Because this isn't just a new alphabet soup. This is a different paradigm, a reversal of the pattern of making finer and finer distinctions of sex and gender that prevails in all areas from identity politics to scientific discourse.
They say in scientific thinking there are "splitters" and "lumpers." Different issues at different times require both approaches. LGBT activism started in the 1970s with organizations that just used "gay" in their titles, e.g. the National Gay Task Force. Then lesbians argued that "lumping" them with gay men made them invisible, and that started the trend of adding letters to distinguish the different groups who wanted to be included under the "big tent." Politically, this made sense. But science followed politics and over time researchers as well as the culture at large have behaved as though each letter in the acronym represents a distinctly different group. And this has led to some problems: identity politics have become conflated with reality. This is a time for us to be "lumping" together people who are outliers, minorities, nonconformers in their gender expression/identity and/or their sexual expression/identity. This group of people includes those with same-sex attractions, or both/pan gender attractions; it includes the whole spectrum of TGNC (transgender and gender nonconforming) people; but it also includes kinky, nonmonogamous, asexual, queer, refuse-to-label-myself people as well.

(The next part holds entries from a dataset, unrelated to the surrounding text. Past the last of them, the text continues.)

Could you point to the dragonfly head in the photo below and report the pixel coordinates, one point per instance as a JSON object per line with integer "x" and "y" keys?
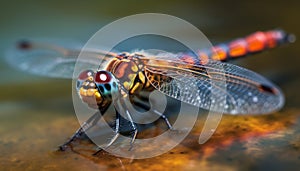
{"x": 96, "y": 88}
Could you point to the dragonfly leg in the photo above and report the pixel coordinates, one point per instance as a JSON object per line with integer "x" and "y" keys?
{"x": 134, "y": 128}
{"x": 117, "y": 133}
{"x": 147, "y": 107}
{"x": 85, "y": 126}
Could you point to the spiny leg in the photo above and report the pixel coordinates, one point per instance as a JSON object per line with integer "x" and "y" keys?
{"x": 117, "y": 133}
{"x": 85, "y": 126}
{"x": 147, "y": 107}
{"x": 135, "y": 131}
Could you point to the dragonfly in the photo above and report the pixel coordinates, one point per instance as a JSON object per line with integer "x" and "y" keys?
{"x": 175, "y": 75}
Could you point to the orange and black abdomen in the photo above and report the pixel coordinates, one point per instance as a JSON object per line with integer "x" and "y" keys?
{"x": 253, "y": 43}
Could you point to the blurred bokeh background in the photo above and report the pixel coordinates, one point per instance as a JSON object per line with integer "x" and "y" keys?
{"x": 36, "y": 113}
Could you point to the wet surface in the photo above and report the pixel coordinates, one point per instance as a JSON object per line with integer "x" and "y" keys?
{"x": 37, "y": 113}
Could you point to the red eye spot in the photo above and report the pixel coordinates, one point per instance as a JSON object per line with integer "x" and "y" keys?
{"x": 102, "y": 77}
{"x": 24, "y": 45}
{"x": 85, "y": 74}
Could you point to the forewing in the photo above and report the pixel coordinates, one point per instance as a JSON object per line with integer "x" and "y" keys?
{"x": 216, "y": 86}
{"x": 52, "y": 58}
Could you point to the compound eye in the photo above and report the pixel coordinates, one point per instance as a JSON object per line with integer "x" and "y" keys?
{"x": 102, "y": 77}
{"x": 85, "y": 74}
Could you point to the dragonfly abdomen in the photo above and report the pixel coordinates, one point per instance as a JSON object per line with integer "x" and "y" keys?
{"x": 240, "y": 47}
{"x": 253, "y": 43}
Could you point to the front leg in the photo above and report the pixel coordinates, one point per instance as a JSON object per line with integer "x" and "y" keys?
{"x": 117, "y": 133}
{"x": 85, "y": 126}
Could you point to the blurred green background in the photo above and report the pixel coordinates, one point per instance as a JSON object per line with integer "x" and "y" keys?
{"x": 36, "y": 112}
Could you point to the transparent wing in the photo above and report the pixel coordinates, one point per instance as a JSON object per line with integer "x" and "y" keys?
{"x": 52, "y": 58}
{"x": 235, "y": 89}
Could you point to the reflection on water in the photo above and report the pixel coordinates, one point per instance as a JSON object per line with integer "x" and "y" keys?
{"x": 37, "y": 114}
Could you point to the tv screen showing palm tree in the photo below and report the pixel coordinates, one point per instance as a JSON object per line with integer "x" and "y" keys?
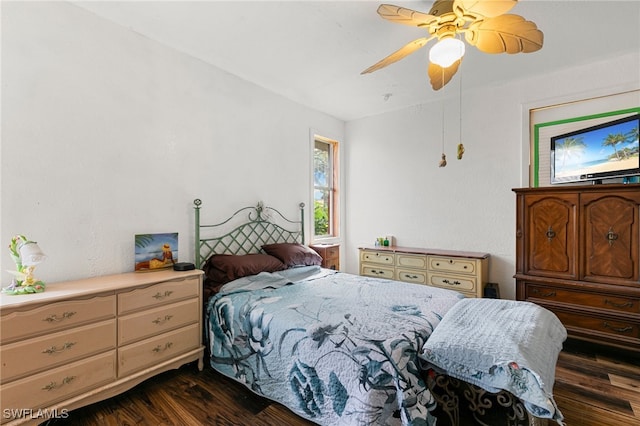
{"x": 608, "y": 150}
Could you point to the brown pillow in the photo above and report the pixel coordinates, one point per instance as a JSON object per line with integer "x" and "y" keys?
{"x": 222, "y": 268}
{"x": 293, "y": 254}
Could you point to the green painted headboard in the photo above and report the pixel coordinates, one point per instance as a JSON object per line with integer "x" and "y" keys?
{"x": 245, "y": 231}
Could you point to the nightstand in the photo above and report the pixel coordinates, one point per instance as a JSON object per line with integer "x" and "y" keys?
{"x": 330, "y": 254}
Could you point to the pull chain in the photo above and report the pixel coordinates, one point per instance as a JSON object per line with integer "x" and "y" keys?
{"x": 443, "y": 159}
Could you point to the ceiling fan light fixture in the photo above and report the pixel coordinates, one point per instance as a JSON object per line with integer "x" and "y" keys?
{"x": 446, "y": 51}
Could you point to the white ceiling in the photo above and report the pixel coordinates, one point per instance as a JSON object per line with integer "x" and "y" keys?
{"x": 312, "y": 52}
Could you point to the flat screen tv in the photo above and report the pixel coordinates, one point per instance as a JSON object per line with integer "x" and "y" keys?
{"x": 608, "y": 150}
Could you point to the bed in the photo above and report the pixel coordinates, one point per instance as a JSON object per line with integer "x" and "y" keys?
{"x": 338, "y": 348}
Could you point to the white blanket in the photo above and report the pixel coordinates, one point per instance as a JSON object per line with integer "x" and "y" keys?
{"x": 501, "y": 344}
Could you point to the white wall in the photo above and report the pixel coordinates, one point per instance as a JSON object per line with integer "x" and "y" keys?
{"x": 394, "y": 184}
{"x": 106, "y": 134}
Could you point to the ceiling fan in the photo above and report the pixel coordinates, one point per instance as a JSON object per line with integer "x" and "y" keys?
{"x": 483, "y": 23}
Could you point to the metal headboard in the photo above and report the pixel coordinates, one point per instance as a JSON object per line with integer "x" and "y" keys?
{"x": 257, "y": 228}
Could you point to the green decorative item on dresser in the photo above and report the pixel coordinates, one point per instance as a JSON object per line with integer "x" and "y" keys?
{"x": 26, "y": 254}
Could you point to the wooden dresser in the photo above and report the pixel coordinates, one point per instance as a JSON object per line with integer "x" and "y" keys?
{"x": 330, "y": 254}
{"x": 83, "y": 341}
{"x": 463, "y": 271}
{"x": 577, "y": 254}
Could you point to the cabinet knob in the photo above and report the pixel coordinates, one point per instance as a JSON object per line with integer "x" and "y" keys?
{"x": 550, "y": 234}
{"x": 611, "y": 236}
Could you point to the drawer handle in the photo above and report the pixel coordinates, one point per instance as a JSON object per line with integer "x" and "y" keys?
{"x": 611, "y": 236}
{"x": 160, "y": 296}
{"x": 550, "y": 234}
{"x": 55, "y": 318}
{"x": 159, "y": 321}
{"x": 618, "y": 305}
{"x": 619, "y": 330}
{"x": 550, "y": 294}
{"x": 159, "y": 348}
{"x": 53, "y": 350}
{"x": 54, "y": 385}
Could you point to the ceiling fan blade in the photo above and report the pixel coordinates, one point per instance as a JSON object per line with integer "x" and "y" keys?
{"x": 402, "y": 15}
{"x": 407, "y": 49}
{"x": 439, "y": 76}
{"x": 486, "y": 8}
{"x": 505, "y": 34}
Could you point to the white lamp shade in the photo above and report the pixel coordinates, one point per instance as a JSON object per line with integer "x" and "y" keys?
{"x": 446, "y": 51}
{"x": 31, "y": 254}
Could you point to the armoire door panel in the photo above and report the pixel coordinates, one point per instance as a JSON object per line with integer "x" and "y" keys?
{"x": 552, "y": 236}
{"x": 611, "y": 237}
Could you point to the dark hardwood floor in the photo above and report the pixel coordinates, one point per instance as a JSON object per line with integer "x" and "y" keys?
{"x": 594, "y": 387}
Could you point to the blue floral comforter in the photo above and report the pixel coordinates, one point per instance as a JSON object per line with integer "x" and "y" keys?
{"x": 333, "y": 347}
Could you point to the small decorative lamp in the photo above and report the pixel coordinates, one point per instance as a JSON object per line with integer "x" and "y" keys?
{"x": 26, "y": 254}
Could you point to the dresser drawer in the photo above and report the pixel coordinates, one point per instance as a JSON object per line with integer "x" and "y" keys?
{"x": 611, "y": 302}
{"x": 589, "y": 324}
{"x": 453, "y": 282}
{"x": 144, "y": 324}
{"x": 377, "y": 257}
{"x": 159, "y": 294}
{"x": 56, "y": 316}
{"x": 412, "y": 276}
{"x": 46, "y": 388}
{"x": 376, "y": 271}
{"x": 452, "y": 264}
{"x": 150, "y": 352}
{"x": 40, "y": 353}
{"x": 411, "y": 261}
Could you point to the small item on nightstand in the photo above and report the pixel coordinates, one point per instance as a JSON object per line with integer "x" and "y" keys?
{"x": 492, "y": 291}
{"x": 183, "y": 266}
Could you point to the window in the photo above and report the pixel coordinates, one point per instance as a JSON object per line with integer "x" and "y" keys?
{"x": 325, "y": 188}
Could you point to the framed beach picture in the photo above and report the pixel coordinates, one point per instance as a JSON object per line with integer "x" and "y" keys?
{"x": 156, "y": 251}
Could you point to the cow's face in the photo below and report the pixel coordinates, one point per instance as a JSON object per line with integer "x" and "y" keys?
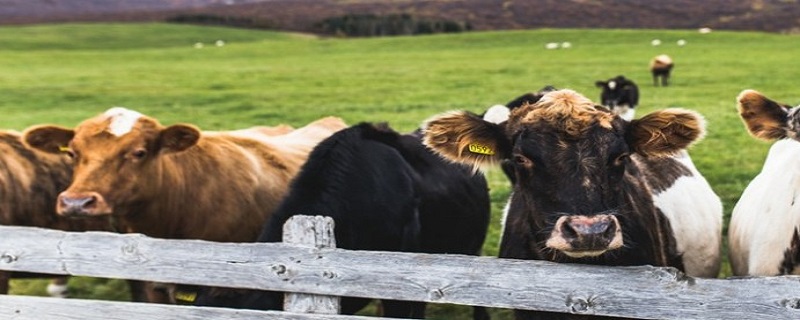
{"x": 115, "y": 159}
{"x": 570, "y": 159}
{"x": 767, "y": 119}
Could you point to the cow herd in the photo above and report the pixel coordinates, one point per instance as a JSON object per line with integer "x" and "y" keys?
{"x": 589, "y": 184}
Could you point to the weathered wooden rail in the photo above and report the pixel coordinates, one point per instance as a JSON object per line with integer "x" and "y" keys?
{"x": 636, "y": 292}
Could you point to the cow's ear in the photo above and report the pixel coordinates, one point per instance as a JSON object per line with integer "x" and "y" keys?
{"x": 464, "y": 137}
{"x": 764, "y": 118}
{"x": 48, "y": 138}
{"x": 665, "y": 132}
{"x": 178, "y": 137}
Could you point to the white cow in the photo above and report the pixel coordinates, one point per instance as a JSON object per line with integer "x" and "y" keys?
{"x": 763, "y": 232}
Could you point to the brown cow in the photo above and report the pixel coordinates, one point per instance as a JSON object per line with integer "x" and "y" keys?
{"x": 176, "y": 181}
{"x": 29, "y": 184}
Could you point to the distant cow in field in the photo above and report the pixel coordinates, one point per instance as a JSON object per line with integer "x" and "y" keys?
{"x": 592, "y": 188}
{"x": 385, "y": 191}
{"x": 30, "y": 181}
{"x": 661, "y": 68}
{"x": 764, "y": 232}
{"x": 621, "y": 95}
{"x": 176, "y": 181}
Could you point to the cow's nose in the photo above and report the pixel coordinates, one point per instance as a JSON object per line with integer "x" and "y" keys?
{"x": 581, "y": 226}
{"x": 582, "y": 236}
{"x": 77, "y": 204}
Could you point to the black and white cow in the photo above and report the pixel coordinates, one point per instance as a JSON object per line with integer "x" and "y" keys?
{"x": 593, "y": 188}
{"x": 764, "y": 232}
{"x": 661, "y": 68}
{"x": 385, "y": 191}
{"x": 621, "y": 95}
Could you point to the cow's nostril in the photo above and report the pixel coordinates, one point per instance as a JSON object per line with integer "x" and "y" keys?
{"x": 568, "y": 231}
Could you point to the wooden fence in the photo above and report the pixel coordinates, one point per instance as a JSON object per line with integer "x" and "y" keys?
{"x": 636, "y": 292}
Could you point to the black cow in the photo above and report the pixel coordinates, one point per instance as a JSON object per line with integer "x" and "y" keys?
{"x": 661, "y": 67}
{"x": 387, "y": 192}
{"x": 621, "y": 95}
{"x": 592, "y": 188}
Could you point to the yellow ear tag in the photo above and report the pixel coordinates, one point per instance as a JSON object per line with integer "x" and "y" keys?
{"x": 480, "y": 149}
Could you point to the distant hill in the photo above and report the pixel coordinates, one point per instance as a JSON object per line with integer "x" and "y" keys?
{"x": 317, "y": 16}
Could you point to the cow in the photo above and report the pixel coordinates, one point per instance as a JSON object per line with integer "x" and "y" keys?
{"x": 764, "y": 231}
{"x": 385, "y": 191}
{"x": 591, "y": 187}
{"x": 619, "y": 94}
{"x": 30, "y": 180}
{"x": 499, "y": 113}
{"x": 176, "y": 181}
{"x": 661, "y": 67}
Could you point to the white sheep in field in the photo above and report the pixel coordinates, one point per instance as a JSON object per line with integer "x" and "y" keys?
{"x": 661, "y": 67}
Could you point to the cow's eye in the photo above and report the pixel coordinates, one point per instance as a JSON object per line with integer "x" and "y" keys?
{"x": 139, "y": 154}
{"x": 521, "y": 160}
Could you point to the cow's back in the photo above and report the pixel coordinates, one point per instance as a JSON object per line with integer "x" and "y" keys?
{"x": 250, "y": 176}
{"x": 450, "y": 193}
{"x": 767, "y": 215}
{"x": 693, "y": 210}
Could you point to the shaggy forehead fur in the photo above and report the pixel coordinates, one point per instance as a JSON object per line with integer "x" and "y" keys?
{"x": 565, "y": 110}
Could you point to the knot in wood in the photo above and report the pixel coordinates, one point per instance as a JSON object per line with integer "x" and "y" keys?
{"x": 279, "y": 269}
{"x": 8, "y": 258}
{"x": 793, "y": 303}
{"x": 580, "y": 304}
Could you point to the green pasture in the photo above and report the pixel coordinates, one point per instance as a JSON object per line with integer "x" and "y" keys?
{"x": 64, "y": 73}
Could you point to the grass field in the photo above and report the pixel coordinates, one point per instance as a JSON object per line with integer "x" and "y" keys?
{"x": 64, "y": 73}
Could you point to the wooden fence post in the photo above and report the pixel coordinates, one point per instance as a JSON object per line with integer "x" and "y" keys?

Here's why we should all switch to GSD immediately:
The paradigm that currently dominates the field of sex therapy and research is one that first and foremost is a pathology model, a medical/psychiatric model that tends to see all "outliers" as indicators of disease. And it is a "splitting" model: every time the psychiatric Bible, the DSM, is amended the fights are about adding new categories of sexual anomaly/pathology. This time around, in the preparation of DSM5, there was a group proposing that "hebephilia" be added as a "paraphilia" i.e., sexual perversion. (Hebephilia, by the way, means sexual attraction to teenagers. Perhaps a majority of men would qualify as hebephiles.)
And what I keep coming back to is that maybe our categories are just plain wrong. Different cultures at different historical periods have "sliced up" the GSD pie in different ways. For example, although we draw a bright line between gender and sexual orientation, throughout history more commonly the two have been conflated: "Invert" was the nineteenth century term for homosexual.
We "see" gender and the gender to which one is attracted as the two most important dimensions of sexuality. What if there are others we are missing completely? What if there are reasons, perhaps including even biological reasons, why the kink, non-monogamy, and LGBT communities overlap so much? More intriguing examples: young people are replacing "bisexual" with "pansexual," and it is true that there is a huge overlap between the bisexual, kink, transgender, and open relationship communities. What if we are missing an important dimension of human sexuality like general openness to a multitude of sex and gender expressions? Or this: there is a growing phenomenon of previously lesbian-identified trans men who become attracted to gay men after transition. What if "same-sex" orientation is exactly that: attraction to others of the same gender as you.
What if we don't have a clue? What if we are our understanding of sex/gender variation is in its infancy, as I believe? If there is a chance that is true then the lens we need to use must be broad and inclusive. For now, GSD, Gender and Sexual Diversities, is the best paradigm we can use.